There's still a killer feature which is only just now (autumn 2016) being slowly supported by HTML5, and this only for some browsers: Client side video recording and streaming to server. Another one is peer-to-peer. WebRTC is more complicated than RTMFP and still not implemented for all browsers.
We have started to develop a replacement for our Flash app and are fighting a lot with specified but not yet implemented features. Especially configuring the webcam (resolution, frame rate) is still in a very sad state of implementation.
Ah, I hadn't heard about that API. But audio/video encoding and streaming was a basic use case from launch. I guess the new API lets you handle the encoded data yourself, and not necessarily send it out over WebRTC.

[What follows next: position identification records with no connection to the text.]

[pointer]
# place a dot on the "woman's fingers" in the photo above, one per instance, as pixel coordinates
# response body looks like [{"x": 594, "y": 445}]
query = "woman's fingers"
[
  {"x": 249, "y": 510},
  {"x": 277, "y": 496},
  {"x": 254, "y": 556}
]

MediaRecorder is essential for video encoding. A friend of me had to implement video encoding in JavaScript when he tried out uploading videos to the server. He did something like this: write a video frame to a canvas element, then encode it in JPG and upload that JPG to the server and then make a video out of the JPG frames. Absolutely ludicrous.
We have started to develop a replacement for our Flash app and are fighting a lot with specified but not yet implemented features. Especially configuring the webcam (resolution, frame rate) is still in a very sad state of implementation.
An example is MediaTrackCapabilities: https://bugs.chromium.org/p/webrtc/issues/detail?id=4807 and on MDN you get Not Found: https://developer.mozilla.org/en-US/docs/Web/API/MediaTrackC...
In short, if you try to implement this: here be dragons! while this is working in Flash for years.